During its earnings conference call, Qualcomm CEO Paul Jacobs has confirmed that it is in talks to sell off the platform developer’s struggling mobile television initiative in MediaFLO with the timeline for the sale expected between this year and next before declining to elaborate further.
The broadcast technology utilizes the 700MHz spectrum closest to analog UHF TV channel 68 to deliver programming to phones and devices equipped with transceivers for a monthly fee in a bid to emulate the success of other mobile television initiatives such as T-DMB and 1seg in Korea and Japan respectively.
The FLOTV service was launched in 2007 with the help of Verizon Wireless and programming from NBC Universal, ESPN, News Corp, ABC Networks and Viacom with further expansion in 2008 to AT&T and international trials in order to drive growth with limited success. The MediaFLO division has also attempted a direct to consumer sales model with the launch of the HTC manufactured MediaFLO Mobile TV last year currently sold in Best Buy locations and given away during CES earlier this year.
Frankly, I am not surprised to see this latest development.
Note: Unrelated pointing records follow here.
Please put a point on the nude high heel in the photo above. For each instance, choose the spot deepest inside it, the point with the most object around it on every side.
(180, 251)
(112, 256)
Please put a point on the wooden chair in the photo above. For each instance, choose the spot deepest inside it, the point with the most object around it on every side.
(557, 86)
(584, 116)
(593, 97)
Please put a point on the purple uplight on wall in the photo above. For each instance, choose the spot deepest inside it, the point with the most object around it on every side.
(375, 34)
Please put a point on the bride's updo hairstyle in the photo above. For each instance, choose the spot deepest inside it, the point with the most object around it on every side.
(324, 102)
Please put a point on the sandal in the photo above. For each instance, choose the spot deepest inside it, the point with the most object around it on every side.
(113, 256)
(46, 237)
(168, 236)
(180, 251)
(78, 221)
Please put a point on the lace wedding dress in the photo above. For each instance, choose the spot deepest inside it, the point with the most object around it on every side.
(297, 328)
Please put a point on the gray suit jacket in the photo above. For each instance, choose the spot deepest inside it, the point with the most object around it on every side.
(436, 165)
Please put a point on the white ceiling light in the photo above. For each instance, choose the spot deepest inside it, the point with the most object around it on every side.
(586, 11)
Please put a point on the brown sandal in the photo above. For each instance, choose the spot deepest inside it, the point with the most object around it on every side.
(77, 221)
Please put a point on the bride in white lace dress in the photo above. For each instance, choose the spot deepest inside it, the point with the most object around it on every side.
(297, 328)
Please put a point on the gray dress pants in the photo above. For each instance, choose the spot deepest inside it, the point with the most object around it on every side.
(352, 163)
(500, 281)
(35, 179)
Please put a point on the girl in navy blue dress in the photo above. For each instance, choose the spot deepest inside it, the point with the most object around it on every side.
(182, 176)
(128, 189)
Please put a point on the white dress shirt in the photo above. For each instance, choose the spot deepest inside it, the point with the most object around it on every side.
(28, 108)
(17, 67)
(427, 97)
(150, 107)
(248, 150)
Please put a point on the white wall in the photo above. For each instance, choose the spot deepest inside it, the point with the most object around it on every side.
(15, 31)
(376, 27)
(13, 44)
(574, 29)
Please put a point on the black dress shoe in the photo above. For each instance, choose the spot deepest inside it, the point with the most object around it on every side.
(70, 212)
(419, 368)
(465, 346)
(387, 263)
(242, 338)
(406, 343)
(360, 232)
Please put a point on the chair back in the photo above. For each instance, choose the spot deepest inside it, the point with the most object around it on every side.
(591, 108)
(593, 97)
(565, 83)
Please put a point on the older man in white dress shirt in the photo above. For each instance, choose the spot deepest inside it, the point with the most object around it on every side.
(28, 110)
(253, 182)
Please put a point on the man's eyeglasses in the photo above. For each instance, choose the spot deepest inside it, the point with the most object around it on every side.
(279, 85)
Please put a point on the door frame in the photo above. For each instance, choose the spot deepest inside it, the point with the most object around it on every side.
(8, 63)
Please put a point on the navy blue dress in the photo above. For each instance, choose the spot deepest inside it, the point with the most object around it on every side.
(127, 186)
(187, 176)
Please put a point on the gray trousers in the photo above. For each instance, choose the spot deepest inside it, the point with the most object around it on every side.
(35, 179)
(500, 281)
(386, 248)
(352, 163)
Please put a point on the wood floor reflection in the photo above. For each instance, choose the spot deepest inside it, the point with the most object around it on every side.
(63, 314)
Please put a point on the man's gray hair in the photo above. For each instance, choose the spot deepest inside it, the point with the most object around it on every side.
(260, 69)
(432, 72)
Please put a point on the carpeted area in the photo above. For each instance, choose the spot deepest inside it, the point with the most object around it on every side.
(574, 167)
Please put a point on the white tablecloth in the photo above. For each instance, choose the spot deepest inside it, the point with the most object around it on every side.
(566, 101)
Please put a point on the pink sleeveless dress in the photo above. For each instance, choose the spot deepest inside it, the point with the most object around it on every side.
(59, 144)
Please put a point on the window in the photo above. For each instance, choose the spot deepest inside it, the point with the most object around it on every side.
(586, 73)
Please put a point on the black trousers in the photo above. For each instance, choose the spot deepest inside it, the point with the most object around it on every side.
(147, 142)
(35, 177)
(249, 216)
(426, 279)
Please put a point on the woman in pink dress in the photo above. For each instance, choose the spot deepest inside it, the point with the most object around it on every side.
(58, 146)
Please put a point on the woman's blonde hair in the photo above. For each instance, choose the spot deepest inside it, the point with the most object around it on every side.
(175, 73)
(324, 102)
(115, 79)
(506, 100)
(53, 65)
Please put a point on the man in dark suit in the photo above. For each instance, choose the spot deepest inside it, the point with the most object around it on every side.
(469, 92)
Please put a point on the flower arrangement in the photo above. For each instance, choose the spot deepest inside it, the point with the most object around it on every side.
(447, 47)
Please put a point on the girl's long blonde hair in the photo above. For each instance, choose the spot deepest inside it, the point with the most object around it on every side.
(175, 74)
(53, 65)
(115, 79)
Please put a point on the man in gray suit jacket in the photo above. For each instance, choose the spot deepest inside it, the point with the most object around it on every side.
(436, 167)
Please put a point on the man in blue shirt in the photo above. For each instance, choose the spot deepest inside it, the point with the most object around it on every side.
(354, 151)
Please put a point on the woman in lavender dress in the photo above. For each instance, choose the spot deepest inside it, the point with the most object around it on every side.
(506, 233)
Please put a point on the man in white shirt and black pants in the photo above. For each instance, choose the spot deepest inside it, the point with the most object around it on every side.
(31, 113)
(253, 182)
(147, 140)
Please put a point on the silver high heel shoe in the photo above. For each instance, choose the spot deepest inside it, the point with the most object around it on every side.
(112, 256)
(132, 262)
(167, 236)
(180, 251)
T-DMB is a much stronger and logical delivery mechanism for Mobile television for so many technical and operational – as is evidenced in the numerous markets where it is expanding on a global front.
As a member of the European Eureka 147 family it sits happily on existing and relatively cheap transmission and Multiplexing infrastructure that can simultaneously deliver a very heavy loading of Audio, Video and Data services to a wide choice of readily available receivers.
I am more surprised that it has taken so long for the situation to reach this point.
In the US, though, ATSC-M/H is winning the day, though it’s similar to T-DMB in terms of target audience.
Market winds really won here, the declining economy has consumers reluctant to pay yet another MSO for monthly content. People would much rather get mobile content via ATSC-M/H and prosumers are using Slingbox/Orb/etc anyways.